In 2014, the West imposed heavy sanctions on Russia after it went on the annex Crimea, which have measured to cause a 2.4% drop in pre-crisis Russian GDP. Russia was at the same time suffering because of falling oil prices (which is the same case for Venezuela), which led the total net capital inflow losses due to the sanctions from 2014 through 2017 to amount to 8% of the 2013 Russian GDP. So far it seems that Russia has managed to deal pretty well with its sanctions although they have been felt strongly throughout the country. Yet with the current Russiagate scandal which taints the current US administration, and even more recently with the probable false flag Salisbury Attack in the UK, it would seem that the West is pushing for even stronger sanctions towards Russia.
The end line is that sanctions should not be taken lightly by either our politicians, medias or the general population. North Korea called the latest 2017 sanctions “an act of war”, and the US-Russia relation is today worse than at the height of the Cold War mainly due to the enacted sanctions. Sanctions can easily be argued as being a better option than warfare, but at least when starting a war, mountains of evidence, political and public backing - both nationally and internationally - are usually required. On the other hand, sanctions seem to be imposed too lightly nowadays, for many of the wrong reasons, and with complete disregard towards the effects they have on the poor and non-resilient demographics of the targeted country. As sanctions most often are in direct violation of international law, and many could be framed as “crimes against humanity” by the Statute of Rome - imposing them should be done so with all of these aspects in mind, and with the same respect and consideration as for military interventions.

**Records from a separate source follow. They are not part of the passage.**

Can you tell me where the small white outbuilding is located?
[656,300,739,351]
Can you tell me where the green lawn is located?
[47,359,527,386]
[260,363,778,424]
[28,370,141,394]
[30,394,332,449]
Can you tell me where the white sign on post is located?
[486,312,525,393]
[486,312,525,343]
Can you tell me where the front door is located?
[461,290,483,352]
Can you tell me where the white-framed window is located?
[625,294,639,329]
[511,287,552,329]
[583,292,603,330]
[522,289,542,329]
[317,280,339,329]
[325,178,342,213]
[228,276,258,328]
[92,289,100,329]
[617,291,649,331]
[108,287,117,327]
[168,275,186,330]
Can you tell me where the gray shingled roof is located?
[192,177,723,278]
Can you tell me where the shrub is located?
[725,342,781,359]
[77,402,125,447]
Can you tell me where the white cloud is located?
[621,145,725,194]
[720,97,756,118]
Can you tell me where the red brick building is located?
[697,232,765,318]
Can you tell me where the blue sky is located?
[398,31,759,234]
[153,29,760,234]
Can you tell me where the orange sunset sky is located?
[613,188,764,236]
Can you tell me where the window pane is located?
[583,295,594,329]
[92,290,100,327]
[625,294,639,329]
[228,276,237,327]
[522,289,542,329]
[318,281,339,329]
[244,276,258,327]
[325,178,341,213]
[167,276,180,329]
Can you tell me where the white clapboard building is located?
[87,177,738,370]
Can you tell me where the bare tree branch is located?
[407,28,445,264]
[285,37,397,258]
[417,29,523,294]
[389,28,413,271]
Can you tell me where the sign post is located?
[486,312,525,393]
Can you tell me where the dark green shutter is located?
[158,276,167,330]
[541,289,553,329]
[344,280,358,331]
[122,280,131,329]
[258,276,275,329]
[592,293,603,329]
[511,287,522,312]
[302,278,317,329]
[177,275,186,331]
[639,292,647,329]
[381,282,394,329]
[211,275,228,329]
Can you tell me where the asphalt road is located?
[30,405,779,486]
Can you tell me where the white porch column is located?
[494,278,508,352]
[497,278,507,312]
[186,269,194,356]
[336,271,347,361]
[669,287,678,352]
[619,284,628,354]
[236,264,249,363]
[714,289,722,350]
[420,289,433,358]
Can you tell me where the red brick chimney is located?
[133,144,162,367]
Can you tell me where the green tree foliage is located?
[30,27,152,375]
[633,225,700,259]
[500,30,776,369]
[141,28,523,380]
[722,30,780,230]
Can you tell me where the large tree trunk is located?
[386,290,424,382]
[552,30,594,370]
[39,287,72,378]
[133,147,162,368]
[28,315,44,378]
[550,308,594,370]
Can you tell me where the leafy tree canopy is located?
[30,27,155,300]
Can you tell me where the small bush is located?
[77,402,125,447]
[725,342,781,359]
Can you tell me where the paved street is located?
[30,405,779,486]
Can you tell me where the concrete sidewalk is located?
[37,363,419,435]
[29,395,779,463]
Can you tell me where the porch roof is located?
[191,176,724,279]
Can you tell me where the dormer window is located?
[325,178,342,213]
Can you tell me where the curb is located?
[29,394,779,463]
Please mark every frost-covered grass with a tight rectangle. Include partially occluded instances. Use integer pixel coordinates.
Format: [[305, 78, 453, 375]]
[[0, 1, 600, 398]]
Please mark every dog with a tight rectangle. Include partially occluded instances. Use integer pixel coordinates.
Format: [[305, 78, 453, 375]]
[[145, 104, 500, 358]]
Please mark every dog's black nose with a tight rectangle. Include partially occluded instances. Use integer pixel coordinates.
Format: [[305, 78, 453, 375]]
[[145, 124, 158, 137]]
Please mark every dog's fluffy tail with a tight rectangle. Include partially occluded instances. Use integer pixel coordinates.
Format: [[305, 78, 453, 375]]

Just as much as it is wrong to cheer for war, it is wrong to cheer for sanctions as well . Yet more often than not, sanctions are met by the Western media and general public with great appreciation, and are generally seen as strong acts of political decisiveness, and hence are usually encouraged and welcomed. If anything, this only reaffirms the complete detachment that we in the Western world have with regards to our foreign policies, and how we often affect the world in negative ways, with very little knowledge of it.